3.2. In Vitro Biological Assays

Cell lines. The work was carried out on C6 glioma cell lines (rat) from the collection of the The Republican Research and Practical Center for Epidemiology and Microbiology (RRPCEM, Republic of Belarus).
Sample preparation. Test samples were dissolved in dimethyl sulfoxide (DMSO) to a concentration of 0.1 M. Then the resulting solution was diluted in an isotonic solution (0.9% sodium chloride solution) to a concentration of compounds of 2000 μM.
Solutions of the test compounds were added to the wells with cells in a volume of 10% of the total volume of the culture medium (in a ratio of 1 (test compounds) : 9 (medium with cells)). The final concentration of the test compounds is 200 μM, DMSO is 0.2%.
Antitumor drugs: cyclophosphamide (RUPE "Belmedpreparaty", Belarus), fluorouracil (RUPE "Belmedpreparaty", Belarus), etoposide (Fresenius Kabi, Germany), ribomustine (active substance - Bendamustine, Haupt Pharma Wolfratshausen GmbH, Germany), cisplatin (Pharmachemie B.V., Netherlands).
Conducting experiments.

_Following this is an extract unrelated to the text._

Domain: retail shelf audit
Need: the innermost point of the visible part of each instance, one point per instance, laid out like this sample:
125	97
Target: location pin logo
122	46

Cells were seeded into wells of 96-well plates (Corning) in DMEM (Sigma) supplemented with 10% fetal bovine serum (Sigma) and antibiotics (penicillin, streptomycin, neomycin, Biological Industries). The test compounds were added to the wells at a final concentration of 200 μM and/or antitumor drugs at a final concentration of 5 and 50 μM. In the control, instead of the tested compounds, a solvent dimethyl sulfoxide (DMSO), diluted in 0.9% sodium chloride, at a final concentration of 0.2% was added. Number of samples in each series n = 8. Сells were cultured for 48 hours at 37˚C and 5% CO2. Then the cells were removed from the plate and cell samples were prepared. To assess cell viability, cells were stained with 7-aminoactinomycin (7-AAD) or propidium iodide. To determine the total number of cells and the number of viable cells in the samples (as an end point characterizing the antitumor effect), FLOW-COUNT™ reference fluorospheres (Beckman Coulter) were used according to the manufacturer's instructions. Cellular samples were analyzed using a BD FACSCanto II flow cytometer (Becton Dickinson).
Statistical processing. The resulting digital material was processed by methods of variation statistics using the Excel and Statistica 7 software packages. The data are presented as the mean and its standard error. Differences between series were considered significant at a significance level of p < 0.05 according to Student's t test.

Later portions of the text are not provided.